Ce qui nous intéresse dans cet article, c’est de voir les conditions ayant conduit à ces changements brutaux ou forme de dévolution du pouvoir ; le déroulement de cette transition, les conditions ayant prévalu avant et entre les deux tours de l’élection présidentielle ainsi que la position des autorités de la transition vis-à-vis du jeu démocratique qu’à constitué le choix du Président.

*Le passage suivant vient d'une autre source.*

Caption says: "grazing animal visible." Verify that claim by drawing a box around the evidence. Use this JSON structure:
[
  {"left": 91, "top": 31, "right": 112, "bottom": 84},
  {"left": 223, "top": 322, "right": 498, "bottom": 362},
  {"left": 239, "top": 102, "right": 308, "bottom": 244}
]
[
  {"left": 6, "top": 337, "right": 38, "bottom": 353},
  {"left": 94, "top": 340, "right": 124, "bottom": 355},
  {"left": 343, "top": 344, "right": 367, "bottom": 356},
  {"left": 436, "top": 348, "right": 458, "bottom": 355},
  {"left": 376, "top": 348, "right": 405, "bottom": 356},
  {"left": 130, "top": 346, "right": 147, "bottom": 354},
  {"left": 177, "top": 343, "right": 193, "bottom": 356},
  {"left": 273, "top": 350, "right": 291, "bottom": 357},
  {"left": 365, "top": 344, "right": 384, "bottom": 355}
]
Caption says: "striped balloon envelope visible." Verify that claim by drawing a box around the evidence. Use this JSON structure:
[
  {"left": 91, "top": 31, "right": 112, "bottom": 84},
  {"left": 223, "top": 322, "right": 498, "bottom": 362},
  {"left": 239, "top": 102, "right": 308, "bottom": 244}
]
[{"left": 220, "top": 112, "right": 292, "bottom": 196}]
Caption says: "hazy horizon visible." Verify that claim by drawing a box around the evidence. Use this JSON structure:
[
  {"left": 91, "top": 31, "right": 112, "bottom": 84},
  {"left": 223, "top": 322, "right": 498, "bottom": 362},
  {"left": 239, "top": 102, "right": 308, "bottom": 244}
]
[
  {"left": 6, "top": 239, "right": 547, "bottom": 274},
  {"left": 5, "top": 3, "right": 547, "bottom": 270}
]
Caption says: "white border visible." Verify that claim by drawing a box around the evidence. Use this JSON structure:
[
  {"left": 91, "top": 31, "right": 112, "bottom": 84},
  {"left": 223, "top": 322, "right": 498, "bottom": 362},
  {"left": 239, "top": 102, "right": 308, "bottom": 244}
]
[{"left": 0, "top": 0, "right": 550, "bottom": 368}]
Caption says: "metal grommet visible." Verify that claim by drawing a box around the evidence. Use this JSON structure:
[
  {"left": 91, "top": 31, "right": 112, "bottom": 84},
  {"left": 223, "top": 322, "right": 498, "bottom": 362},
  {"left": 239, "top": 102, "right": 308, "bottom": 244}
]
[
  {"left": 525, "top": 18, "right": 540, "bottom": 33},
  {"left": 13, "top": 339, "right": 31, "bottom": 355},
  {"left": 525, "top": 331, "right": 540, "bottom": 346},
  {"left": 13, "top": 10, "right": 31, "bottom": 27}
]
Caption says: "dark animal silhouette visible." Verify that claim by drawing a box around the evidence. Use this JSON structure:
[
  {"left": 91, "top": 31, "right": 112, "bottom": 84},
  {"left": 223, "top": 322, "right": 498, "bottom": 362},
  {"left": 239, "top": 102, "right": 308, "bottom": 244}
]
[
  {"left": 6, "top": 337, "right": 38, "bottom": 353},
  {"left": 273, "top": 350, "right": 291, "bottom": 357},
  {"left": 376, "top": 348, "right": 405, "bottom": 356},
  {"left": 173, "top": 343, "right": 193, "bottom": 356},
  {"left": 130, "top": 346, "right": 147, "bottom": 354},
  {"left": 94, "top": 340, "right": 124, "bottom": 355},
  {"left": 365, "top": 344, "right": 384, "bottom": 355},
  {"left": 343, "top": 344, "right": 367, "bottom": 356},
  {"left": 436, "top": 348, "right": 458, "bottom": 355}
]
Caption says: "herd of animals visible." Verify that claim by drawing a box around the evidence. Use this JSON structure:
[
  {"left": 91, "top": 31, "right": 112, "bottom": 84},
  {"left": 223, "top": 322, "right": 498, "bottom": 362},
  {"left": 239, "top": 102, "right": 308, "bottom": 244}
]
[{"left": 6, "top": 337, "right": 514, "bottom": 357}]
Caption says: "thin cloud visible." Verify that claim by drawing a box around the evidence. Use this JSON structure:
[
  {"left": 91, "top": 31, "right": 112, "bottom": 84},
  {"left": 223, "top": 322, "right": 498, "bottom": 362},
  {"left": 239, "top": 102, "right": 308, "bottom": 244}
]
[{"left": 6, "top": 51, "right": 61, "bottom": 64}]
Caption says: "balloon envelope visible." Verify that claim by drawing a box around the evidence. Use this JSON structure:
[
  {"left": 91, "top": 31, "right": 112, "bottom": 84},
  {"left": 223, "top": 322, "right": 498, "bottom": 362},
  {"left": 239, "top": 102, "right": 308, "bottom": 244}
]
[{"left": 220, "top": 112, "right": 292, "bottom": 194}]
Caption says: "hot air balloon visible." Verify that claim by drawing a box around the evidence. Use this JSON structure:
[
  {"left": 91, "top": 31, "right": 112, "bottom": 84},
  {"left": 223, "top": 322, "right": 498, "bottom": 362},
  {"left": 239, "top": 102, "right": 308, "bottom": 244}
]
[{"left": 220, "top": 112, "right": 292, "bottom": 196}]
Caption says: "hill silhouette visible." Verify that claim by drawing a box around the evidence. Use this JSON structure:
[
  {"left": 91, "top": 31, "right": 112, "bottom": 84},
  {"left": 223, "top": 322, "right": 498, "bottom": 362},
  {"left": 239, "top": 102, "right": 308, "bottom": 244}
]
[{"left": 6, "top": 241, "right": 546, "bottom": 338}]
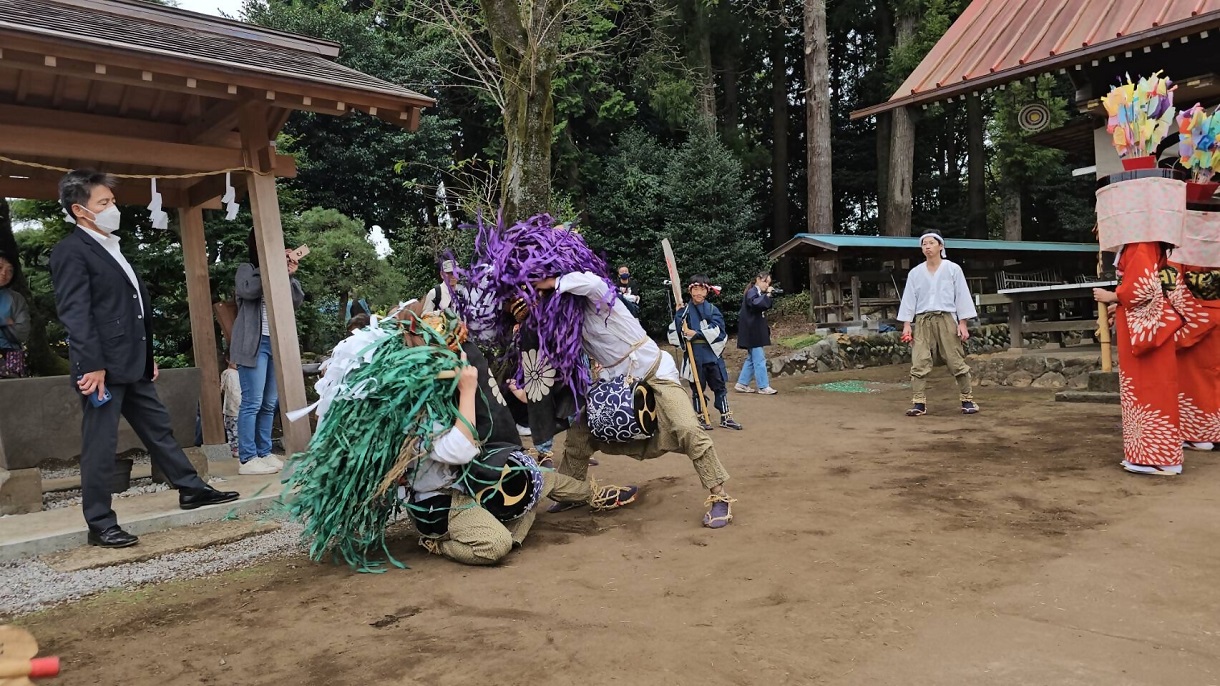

Le coup d’état en Guinée intervint le 23 décembre 2008, après un blocage politique de plusieurs années, avec le président Lansana Conté très malade et ne contrôlant plus rien, donc ne dirigeant plus de fait le pays. La preuve, le conseil des Ministres ne se réunissait plus depuis des mois. Il y avait une absence totale de dialogue politique.
Dans un régime normal et en respectant les dispositions de la constitution de 1992, la vacance du pouvoir aurait du être déclarée par le Président de la Cour suprême, sur saisine de celui de l’Assemblée nationale dont le mandat était arrivé à échéance un an auparavant. Sur ces entrefaits, le Président meurt.
Les militaires, avec à leur tête Le Capitaine Moussa Dadis Camara prennent sans effusion de sang le pouvoir laissé vacant.
Après le massacre du 28 septembre 2009 au stade du même nom, ayant entrainé plus de 150 morts et des centaines de blessés, et qui faisait suite à la volonté affichée de M.D. Camara de ne plus respecter son engagement de départ disant vouloir rendre le pouvoir aux civils et ainsi de confisquer le pouvoir, le Capitaine subit une tentative d’assassinat, le 3 décembre 2010, de la part de son aide de camp Aboubacar Toumba Diakité. La transition connaitra une deuxième phase avec à sa tête le Général Sékouba Konaté qui en devient le président par intérim.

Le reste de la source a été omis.